Study sets new standard for graft-versus-host disease prevention after stem cell transplant
Clinicians have a new standard for graft-versus-host disease (GVHD) prevention after allogeneic hematopoietic stem cell transplantation, according to results from a phase III study published June 22 in the New England Journal of Medicine. The new standard is more effective at preventing GVHD and came with less side effects, compared with the current gold standard.
The researchers say that for the first time since the 1980s, we have a more effective drug therapy to prevent severe cases of GVHD, and therefore, we have a new standard of care.
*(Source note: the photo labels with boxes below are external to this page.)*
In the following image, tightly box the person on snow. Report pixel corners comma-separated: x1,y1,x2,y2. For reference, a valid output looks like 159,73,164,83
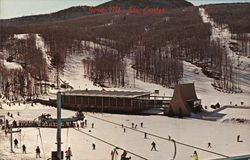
14,139,18,148
207,142,212,148
92,143,95,150
191,151,199,160
141,122,143,128
237,135,243,142
144,132,147,139
65,147,72,160
111,148,118,160
151,141,157,151
121,150,131,160
22,145,26,154
85,119,88,127
36,146,41,158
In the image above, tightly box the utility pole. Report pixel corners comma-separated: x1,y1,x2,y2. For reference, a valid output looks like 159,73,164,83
8,126,21,153
56,92,62,160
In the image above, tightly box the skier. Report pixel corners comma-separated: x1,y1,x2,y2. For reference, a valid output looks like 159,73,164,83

The current gold standard to prevent GVHD after bone marrow transplants is a combination of two drugs: a calcineurin inhibitor, such as tacrolimus or cyclosporine, and methotrexate. In the current phase III study, researchers from multiple institutions tested this standard to prevent GVHD against an experimental regimen of three drugs: cyclophosphamide, tacrolimus, and mycophenolate mofetil. Patients were recruited and randomized to either arm. This was done during the COVID-19 pandemic, but despite that, the study completed accrual ahead of time: 431 patients were enrolled from 37 centers across the United States. Patients were HLA matched to donors if related, and if unrelated, they were to be matched but could have one antigen mismatch. It took two years to enroll all patients (6/19 to 6/21) and patients were followed for at least one year.
Patients achieved the primary endpoint if they were alive, without acute GVHD grade III-IV, without chronic GVHD needing immunosuppression, and without relapse or progression from their cancer. At one year, the probability of achieving the endpoint was 52.7% for those getting the cyclophosphamide platform compared with 34.9% for those getting methotrexate and tacrolimus.